To simulate rain, particles are emitted from a line_emitter
instead of a point_emitter
.
//line_emitter.emitter
@param float width
@param float height
@param float max_horizontal_speed
@attribute vec2 position
@attribute vec2 velocity
@require aging
position = vec2(random_range(-0.5, 0.5) * width, height);
velocity = vec2(random_range(-0.5, 0.5) * max_horizontal_speed, 0.0);
//circle_deflector.affector
@require linear_motion
@param vec2 center
@param float radius
vec2 normal = position - center;
bool inCircle = length(normal) < radius;
bool goingIn = dot(normal, velocity) < 0.0;
bool bounce = inCircle && goingIn;
vec2 newV = reflect(velocity, normalize(normal));
velocity = (bounce) ? newV / 3 : velocity;
life = select(bounce, life / 2, life);
User manual
grainc
grainc
is a compiler to compile Grain to GLSL.
Usage:
grainc [options] files...
Valid options are:
-o Set output filename (default: a.out) -O Enable optimization
Examples: grainc –O –o rain line.emitter circle_deflector.affector
grainr
grainr
is an API library to use a compiled script in an application.

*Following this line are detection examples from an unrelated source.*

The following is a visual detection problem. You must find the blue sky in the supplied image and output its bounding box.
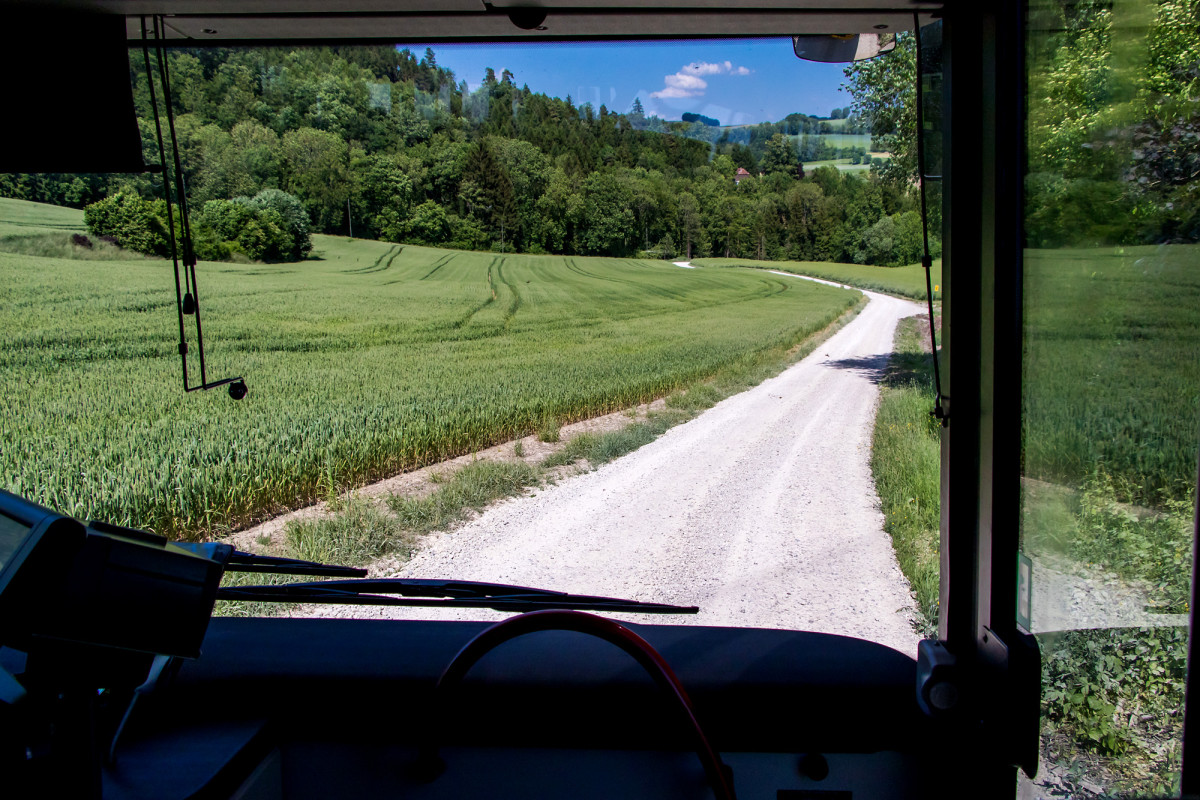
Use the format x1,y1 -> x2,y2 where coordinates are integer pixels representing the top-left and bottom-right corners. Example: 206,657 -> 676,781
404,38 -> 851,125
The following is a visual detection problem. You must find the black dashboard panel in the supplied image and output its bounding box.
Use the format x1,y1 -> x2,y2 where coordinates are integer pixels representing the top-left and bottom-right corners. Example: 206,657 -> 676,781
104,619 -> 930,800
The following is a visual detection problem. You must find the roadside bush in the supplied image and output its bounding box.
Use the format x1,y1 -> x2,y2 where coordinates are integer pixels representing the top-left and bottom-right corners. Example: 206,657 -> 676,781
1039,627 -> 1188,794
83,192 -> 170,255
193,190 -> 312,261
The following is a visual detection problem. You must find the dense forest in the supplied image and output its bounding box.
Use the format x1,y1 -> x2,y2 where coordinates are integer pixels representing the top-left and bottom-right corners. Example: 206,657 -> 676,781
0,47 -> 920,264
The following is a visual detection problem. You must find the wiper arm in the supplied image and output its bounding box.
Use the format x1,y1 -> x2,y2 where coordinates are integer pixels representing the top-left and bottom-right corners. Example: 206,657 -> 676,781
217,578 -> 700,614
174,542 -> 367,578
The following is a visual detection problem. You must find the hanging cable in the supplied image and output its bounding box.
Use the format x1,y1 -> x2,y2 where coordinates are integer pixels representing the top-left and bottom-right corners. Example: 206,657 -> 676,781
912,12 -> 950,428
155,16 -> 209,386
140,20 -> 247,399
140,17 -> 191,392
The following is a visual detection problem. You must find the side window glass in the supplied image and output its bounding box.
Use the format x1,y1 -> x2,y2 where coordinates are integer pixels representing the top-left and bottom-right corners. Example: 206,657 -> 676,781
1018,0 -> 1200,798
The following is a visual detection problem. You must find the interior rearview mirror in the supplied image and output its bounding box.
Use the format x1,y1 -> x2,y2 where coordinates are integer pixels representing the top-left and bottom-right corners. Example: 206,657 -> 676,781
792,34 -> 896,64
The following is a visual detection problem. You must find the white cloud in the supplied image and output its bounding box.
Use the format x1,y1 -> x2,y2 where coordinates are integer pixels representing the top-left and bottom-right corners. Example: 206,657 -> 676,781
650,61 -> 751,97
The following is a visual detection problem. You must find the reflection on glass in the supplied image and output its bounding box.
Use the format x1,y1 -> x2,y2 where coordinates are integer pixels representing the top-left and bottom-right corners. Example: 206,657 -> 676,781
1021,0 -> 1200,796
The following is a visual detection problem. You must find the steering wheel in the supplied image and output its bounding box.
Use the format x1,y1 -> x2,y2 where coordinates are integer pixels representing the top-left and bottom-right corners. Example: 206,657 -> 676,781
418,609 -> 737,800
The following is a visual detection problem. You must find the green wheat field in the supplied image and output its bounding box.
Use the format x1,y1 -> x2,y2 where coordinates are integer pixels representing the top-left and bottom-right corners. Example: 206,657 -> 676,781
0,200 -> 859,537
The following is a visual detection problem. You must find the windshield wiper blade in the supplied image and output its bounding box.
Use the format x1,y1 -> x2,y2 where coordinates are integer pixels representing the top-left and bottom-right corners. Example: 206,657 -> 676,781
217,578 -> 700,614
174,542 -> 367,578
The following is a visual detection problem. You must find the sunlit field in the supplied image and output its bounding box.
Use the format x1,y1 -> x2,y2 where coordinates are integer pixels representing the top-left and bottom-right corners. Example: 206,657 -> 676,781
0,200 -> 857,536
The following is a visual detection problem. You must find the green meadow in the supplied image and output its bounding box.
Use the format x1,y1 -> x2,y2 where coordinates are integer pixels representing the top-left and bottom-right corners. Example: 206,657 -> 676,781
691,258 -> 942,300
0,200 -> 858,536
1024,245 -> 1200,506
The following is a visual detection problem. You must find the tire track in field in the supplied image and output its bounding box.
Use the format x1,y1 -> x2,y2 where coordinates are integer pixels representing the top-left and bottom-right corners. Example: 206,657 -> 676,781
453,257 -> 497,330
563,258 -> 641,285
342,245 -> 404,275
496,258 -> 521,327
418,253 -> 458,281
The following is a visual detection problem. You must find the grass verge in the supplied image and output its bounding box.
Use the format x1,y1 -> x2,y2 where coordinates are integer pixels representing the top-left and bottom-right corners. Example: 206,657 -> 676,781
691,258 -> 942,300
871,317 -> 941,636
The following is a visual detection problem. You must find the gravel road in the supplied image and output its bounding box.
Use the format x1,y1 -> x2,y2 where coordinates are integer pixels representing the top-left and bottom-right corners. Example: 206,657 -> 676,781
294,280 -> 922,655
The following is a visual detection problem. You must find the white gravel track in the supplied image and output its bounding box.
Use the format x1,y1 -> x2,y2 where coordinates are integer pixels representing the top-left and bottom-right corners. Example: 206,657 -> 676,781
294,278 -> 922,655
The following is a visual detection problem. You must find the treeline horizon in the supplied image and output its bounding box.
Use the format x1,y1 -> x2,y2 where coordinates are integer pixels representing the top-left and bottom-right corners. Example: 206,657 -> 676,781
0,47 -> 920,265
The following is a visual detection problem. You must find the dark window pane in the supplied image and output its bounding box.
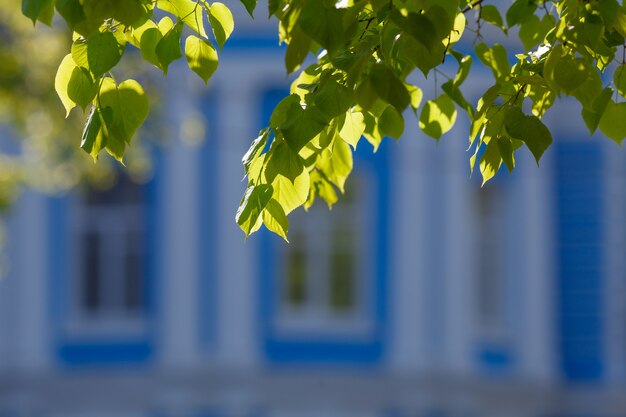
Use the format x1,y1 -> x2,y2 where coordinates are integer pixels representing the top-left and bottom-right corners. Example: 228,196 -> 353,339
329,228 -> 355,310
286,234 -> 307,306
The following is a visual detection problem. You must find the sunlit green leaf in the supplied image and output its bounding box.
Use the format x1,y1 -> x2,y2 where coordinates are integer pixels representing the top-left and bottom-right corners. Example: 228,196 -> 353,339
317,140 -> 353,193
263,198 -> 289,242
480,4 -> 506,33
185,35 -> 218,83
582,87 -> 613,133
378,106 -> 404,139
157,0 -> 207,38
67,67 -> 98,109
600,64 -> 626,97
339,109 -> 365,148
240,0 -> 257,16
504,106 -> 552,164
209,2 -> 235,49
22,0 -> 54,25
80,106 -> 113,161
54,54 -> 77,117
419,94 -> 456,139
72,31 -> 124,78
235,184 -> 273,236
154,23 -> 183,74
598,100 -> 626,144
506,0 -> 537,27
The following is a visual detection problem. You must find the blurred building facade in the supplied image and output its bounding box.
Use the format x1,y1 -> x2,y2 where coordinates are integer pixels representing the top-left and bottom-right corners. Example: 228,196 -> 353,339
0,8 -> 626,417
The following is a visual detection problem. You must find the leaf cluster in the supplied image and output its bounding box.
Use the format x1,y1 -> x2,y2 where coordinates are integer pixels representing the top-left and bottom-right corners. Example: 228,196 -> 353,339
22,0 -> 626,239
22,0 -> 238,162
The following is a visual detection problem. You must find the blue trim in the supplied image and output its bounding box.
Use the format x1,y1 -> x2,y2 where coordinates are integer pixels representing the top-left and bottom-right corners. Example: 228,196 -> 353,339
196,91 -> 221,348
48,154 -> 162,367
254,88 -> 393,365
478,344 -> 513,372
554,141 -> 606,381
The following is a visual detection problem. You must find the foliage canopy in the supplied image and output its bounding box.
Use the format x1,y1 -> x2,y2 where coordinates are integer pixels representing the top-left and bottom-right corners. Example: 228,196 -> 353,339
22,0 -> 626,239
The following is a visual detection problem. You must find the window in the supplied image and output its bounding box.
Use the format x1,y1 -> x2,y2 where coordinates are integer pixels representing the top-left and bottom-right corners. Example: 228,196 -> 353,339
277,174 -> 373,332
475,184 -> 507,335
67,174 -> 146,330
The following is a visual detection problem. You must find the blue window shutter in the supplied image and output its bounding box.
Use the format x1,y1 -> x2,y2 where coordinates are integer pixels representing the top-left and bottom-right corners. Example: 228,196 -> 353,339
555,141 -> 605,381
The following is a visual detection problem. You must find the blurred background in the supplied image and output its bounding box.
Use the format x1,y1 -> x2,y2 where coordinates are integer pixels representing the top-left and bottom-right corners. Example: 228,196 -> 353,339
0,0 -> 626,417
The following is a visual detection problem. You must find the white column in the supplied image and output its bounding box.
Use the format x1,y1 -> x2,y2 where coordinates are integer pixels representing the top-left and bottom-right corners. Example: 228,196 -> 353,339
440,122 -> 470,373
216,55 -> 287,369
10,192 -> 52,373
157,68 -> 201,370
388,114 -> 429,375
517,150 -> 558,380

It has the following classes:
Context
: Each program needs to have at least one instance. It holds the environment for the runtime library. It can create instances ofSystemDefinition
.SystemDefinition
: holds the data for particle systems of the same type. It can create instances ofParticleSystem
.ParticleSystem
: holds the state of a particle system. Its state can be modified and rendered by different types of script:Affector
,Emitter
, andRenderer
.
How to get and compile code
The source code can be found on github: https://github.com/bullno1/grain Currently, the project is only tested on Linux. The following packages are required:
- OpenGL
- GLEW
- SDL (only needed to compile examples)
- glm (only needed to compile examples)
- cmake
- ninja
The shell scripts at the root of the project will automatically build and run the appropriate demo/tool.
References
[^1]: L. Latta, "Building a Million-Particle System" 28 July 2004. [Online]. Available: http://www.gamasutra.com/view/feature/130535/building_a_millionparticle_system.php.
[^2]: "A Thoroughly Modern Particle System" 6, October 2009. [Online]. Available: http://directtovideo.wordpress.com/2009/10/06/a-thoroughly-modern-particle-system/.
[^3]: P. Krajcevski and J. Reppy, "A Declarative API for Particle Systems" Disney Interactive Studios and University of Chicago, 2011.